Stir in the kosher salt, black pepper and Worcestershire sauce. Add the flour, mixing into the vegetables. Continue cooking over medium heat for about 3 minutes stirring frequently.
Pour the milk into the vegetables, stirring until you have a smooth sauce. Reduce the heat to medium low and continue cooking until the sauce has thickened.
Toss in the peas and the chicken, mixing to coat evenly with the sauce.
For the cornbread pancakes:
Combine the cornbread mix with the kosher salt, black pepper, sage, and parsley.
Whisk together the buttermilk with the egg and 2 tablespoons of the melted butter.
Pour the buttermilk mixture into the cornbread mix and whisk to blend.
Heat a griddle to medium heat and lightly brush with some of the remaining melted butter. Ladle or scoop the batter onto the griddle and cook until golden, about 3 to 5 minutes per side.
To serve:
Spoon the hot creamed chicken sauce over the warm cornbread pancakes.
Makes 4 to 6 servings.
Cornbread Pancakes with Creamed Chicken
Equipment
- medium saucepan
- Large skillet
- Electric or stovetop griddle
Ingredients
- For the chicken:
- 1-½ pounds bone-in, skin on chicken breast
- 1 tablespoon concentrated chicken base, such as Better than Bouillon
- 1 tablespoon white wine or rice vinegar
- ½ teaspoon sugar
- 1 teaspoon kosher salt
- ¼ teaspoon freshly cracked black pepper
- Water to cover
- For the creamed chicken:
- 4 tablespoons butter
- ¾ cup chopped sweet onion, about 1 small onion
- ½ cup sliced celery, about 1 stalk
- 1 cup thinly sliced carrots, about 2 carrots
- 1 teaspoon kosher salt
- ¼ teaspoon freshly cracked black pepper
- ½ teaspoon Worcestershire
- ¼ cup flour
- 2 cups milk, more if you like a slightly thinner sauce
- 1 teaspoon concentrated chicken base, such as Better than Bouillon
- 1 cup frozen peas, thawed
- 2 to 2-½ cups shredded cooked chicken
- For the cornbread pancakes:
- 1 package cornbread mix*, 8.5 ounces, about 1-¾ cup
- ½ teaspoon kosher salt
- ¼ teaspoon freshly cracked black pepper
- ¼ teaspoon ground sage
- ½ teaspoon dried parsley
- 1-½ cups buttermilk
- 1 extra-large egg
- 3 tablespoons melted butter, divided
Instructions
- To cook the chicken:
- Place the chicken in a medium saucepan and cover with cold water. Add the chicken base, the vinegar, sugar, kosher salt and black pepper. Bring to a gentle simmer over medium heat. Cook for 30 minutes then remove from the heat and let the chicken continue “cooking” in the poaching liquid for 15 minutes.

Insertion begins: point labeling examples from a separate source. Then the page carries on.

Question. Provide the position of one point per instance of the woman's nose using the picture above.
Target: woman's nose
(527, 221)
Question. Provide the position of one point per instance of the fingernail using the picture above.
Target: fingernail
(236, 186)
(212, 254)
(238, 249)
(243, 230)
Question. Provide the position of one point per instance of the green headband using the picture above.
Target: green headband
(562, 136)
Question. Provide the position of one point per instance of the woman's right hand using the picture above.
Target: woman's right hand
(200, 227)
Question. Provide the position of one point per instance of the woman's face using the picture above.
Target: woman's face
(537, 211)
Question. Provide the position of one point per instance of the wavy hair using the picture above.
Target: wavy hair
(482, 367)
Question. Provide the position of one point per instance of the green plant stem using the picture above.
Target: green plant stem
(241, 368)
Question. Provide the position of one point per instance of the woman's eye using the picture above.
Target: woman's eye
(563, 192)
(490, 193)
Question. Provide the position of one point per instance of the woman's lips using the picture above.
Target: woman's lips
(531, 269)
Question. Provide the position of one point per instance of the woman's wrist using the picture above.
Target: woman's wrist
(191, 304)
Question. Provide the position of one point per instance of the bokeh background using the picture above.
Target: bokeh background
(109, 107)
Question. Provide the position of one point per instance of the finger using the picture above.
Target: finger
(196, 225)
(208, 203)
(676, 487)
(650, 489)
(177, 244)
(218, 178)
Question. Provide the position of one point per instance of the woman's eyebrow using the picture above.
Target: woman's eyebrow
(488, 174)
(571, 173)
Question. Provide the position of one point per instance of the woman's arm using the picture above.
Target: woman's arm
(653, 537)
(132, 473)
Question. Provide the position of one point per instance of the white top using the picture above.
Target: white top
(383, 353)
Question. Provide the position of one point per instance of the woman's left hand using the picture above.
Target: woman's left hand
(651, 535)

- Transfer the chicken to a bowl or platter until cool enough to handle. Remove the meat from the bone and discard the skin of the chicken. Shred into bite size chunks.
- For the sauce:
- Melt the butter in a large skillet over medium heat. Add the onions, the celery and the carrots, cooking until the vegetables are tender, about 12 to 15 minutes.
- Stir in the kosher salt, black pepper and Worcestershire sauce.
- Add the flour, mixing into the vegetables. Continue cooking over medium heat for about 3 minutes stirring frequently.
- Pour the milk into the vegetables, stirring until you have a smooth sauce. Reduce the heat to medium low and continue cooking until the sauce has thickened.
- Toss in the peas and the chicken, mixing to coat evenly with the sauce.
- For the cornbread pancakes:
- Combine the cornbread mix with the kosher salt, black pepper, sage, and parsley.
- Whisk together the buttermilk with the egg and 2 tablespoons of the melted butter. Pour the buttermilk mixture into the cornbread mix and whisk to blend.
- Heat a griddle to medium heat and lightly brush with some of the remaining melted butter. Ladle or scoop the batter onto the griddle and cook until golden, about 3 to 5 minutes per side.
- To serve:
- Spoon the hot creamed chicken sauce over the warm cornbread pancakes.